Lagarde told Bloomberg TV that the unorthodox negative short-term rates, in which commercial banks pay central banks to hold their money, had probably supported stronger economic growth.
“If we had not had those negative rates, we would be in a much worse place today, with inflation probably lower than where it is, with growth probably lower than where we have it,” she told the broadcaster.
“It was a good thing to actually implement those negative rates under the current circumstances.”
The European Central Bank, the Bank of Japan, and the central banks of Sweden, Denmark and Switzerland have taken rates negative in the past year in efforts to spur commercial banks to push more of their surplus funds into the economy to generate more spending and investment.

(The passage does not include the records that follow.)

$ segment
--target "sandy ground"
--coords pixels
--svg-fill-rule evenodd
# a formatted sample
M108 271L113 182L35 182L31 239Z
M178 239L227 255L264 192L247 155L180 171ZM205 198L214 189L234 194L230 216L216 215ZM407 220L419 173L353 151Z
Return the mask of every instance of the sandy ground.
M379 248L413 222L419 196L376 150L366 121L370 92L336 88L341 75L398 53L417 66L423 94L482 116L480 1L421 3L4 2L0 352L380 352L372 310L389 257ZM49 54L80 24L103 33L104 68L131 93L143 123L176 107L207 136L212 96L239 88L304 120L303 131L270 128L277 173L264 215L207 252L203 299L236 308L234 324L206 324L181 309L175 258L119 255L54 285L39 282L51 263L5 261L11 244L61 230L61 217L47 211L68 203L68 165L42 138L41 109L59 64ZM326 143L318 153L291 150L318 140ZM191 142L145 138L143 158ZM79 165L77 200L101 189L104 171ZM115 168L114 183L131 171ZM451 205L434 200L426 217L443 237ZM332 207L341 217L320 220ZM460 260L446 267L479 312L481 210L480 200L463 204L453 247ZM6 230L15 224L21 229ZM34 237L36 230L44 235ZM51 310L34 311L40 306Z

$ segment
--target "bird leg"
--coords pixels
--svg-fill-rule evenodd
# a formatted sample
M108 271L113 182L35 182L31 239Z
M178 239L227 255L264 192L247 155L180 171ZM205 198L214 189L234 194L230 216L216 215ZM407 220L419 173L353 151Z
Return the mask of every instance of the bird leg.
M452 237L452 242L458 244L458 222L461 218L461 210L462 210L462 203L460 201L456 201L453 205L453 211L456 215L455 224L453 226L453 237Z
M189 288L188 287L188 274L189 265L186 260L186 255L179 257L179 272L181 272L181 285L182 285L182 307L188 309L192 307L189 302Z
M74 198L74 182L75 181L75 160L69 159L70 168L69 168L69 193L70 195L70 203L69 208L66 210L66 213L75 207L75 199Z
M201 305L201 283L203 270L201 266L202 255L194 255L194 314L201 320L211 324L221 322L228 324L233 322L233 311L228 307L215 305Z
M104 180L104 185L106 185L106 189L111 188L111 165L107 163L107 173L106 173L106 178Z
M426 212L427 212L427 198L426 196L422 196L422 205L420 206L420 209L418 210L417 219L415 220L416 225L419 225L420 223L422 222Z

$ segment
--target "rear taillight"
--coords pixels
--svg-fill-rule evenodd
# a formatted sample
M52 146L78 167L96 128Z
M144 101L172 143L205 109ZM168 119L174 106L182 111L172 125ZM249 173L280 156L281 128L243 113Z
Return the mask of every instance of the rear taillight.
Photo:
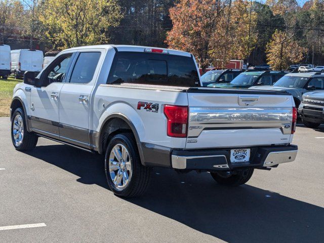
M166 105L164 113L168 118L167 134L169 137L187 137L188 106Z
M292 134L296 131L296 124L297 122L297 108L293 107L293 123L292 124Z

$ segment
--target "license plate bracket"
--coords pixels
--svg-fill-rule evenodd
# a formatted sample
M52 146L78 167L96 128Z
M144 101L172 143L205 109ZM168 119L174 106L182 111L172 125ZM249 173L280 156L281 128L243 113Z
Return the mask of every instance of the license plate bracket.
M232 163L247 162L250 160L250 148L236 148L231 149L230 160Z

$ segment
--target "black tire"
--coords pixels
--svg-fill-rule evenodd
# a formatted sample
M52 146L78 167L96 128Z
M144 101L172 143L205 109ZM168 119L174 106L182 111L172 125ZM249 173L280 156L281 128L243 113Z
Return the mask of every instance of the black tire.
M238 172L236 175L230 175L228 177L222 176L220 173L211 173L212 177L220 184L225 186L237 186L246 183L253 174L253 169L248 169Z
M21 116L22 120L22 122L23 124L23 136L22 136L22 140L21 143L19 144L16 143L13 134L15 118L18 115ZM12 120L11 120L11 140L15 148L19 151L31 150L36 146L38 139L38 137L36 134L33 133L29 133L27 131L24 111L21 108L17 108L14 112L12 116Z
M130 180L123 188L118 188L115 185L112 181L109 170L108 163L110 153L113 148L117 144L122 144L126 148L131 164L132 173L131 174L130 173L129 174ZM123 197L133 197L140 196L144 193L149 185L151 168L142 165L136 142L132 134L117 134L109 142L105 156L105 172L109 188L115 195Z
M303 123L305 127L309 128L317 128L320 125L320 123L311 123L310 122L307 122L304 119L302 119Z

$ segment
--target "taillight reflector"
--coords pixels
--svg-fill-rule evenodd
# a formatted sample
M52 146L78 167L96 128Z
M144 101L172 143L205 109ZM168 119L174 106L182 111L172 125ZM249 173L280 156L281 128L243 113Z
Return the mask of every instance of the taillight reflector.
M164 113L168 118L167 134L169 137L187 137L188 106L166 105Z
M297 122L297 108L293 107L293 123L292 124L292 134L296 131L296 124Z

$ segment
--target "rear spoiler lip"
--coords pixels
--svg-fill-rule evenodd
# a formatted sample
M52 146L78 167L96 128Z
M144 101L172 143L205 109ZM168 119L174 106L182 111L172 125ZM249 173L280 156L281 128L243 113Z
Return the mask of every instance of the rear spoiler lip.
M207 94L233 94L238 95L289 95L291 94L286 91L269 91L262 90L245 90L243 89L221 89L210 88L204 89L190 88L187 90L187 93L207 93Z

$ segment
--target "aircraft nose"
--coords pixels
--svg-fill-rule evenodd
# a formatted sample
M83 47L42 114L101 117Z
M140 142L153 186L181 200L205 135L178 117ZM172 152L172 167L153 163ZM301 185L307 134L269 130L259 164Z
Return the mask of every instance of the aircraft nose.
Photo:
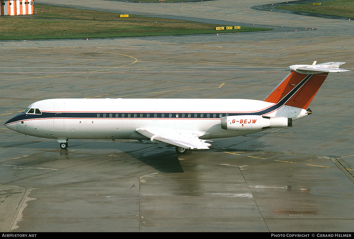
M14 120L14 118L12 118L5 122L5 126L11 130L16 131L16 123Z
M11 118L5 122L5 126L12 130L17 131L16 125L17 124L17 122L23 120L24 115L25 115L24 113L22 112Z
M8 129L10 129L11 130L13 130L14 131L16 131L16 123L13 123L12 124L5 124L5 126Z

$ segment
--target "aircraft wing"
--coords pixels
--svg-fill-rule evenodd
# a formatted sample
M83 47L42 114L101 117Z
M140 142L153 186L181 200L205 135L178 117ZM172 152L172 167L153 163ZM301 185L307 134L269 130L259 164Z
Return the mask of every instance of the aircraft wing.
M135 130L137 133L150 139L188 149L205 149L211 145L199 137L207 137L210 133L192 130L143 127Z

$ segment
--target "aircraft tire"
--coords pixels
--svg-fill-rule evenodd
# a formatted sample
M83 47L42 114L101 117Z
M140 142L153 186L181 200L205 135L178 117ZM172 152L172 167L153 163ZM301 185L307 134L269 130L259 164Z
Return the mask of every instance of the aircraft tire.
M64 149L68 148L68 143L60 143L60 148Z
M185 153L187 153L187 149L185 149L184 148L182 148L182 147L178 147L178 146L176 147L176 152L178 154L184 154Z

While in theory the concept should work, economists are closely studying what happens in Europe and Japan amid worries that negative rates could actually provoke businesses and consumers to be more cautious about spending.
Janet Yellen, chair of the Federal Reserve, which raised interest rates in December, said Wednesday that the Fed is watching the experience of negative rates in other countries. “I guess I would judge they seem to have mixed effects, you know, some positive and some negative things,” she said.
The Fed, for its own part, is “certainly not actively considering negative rates,” she added.
Published in The Express Tribune, March 20th, 2016.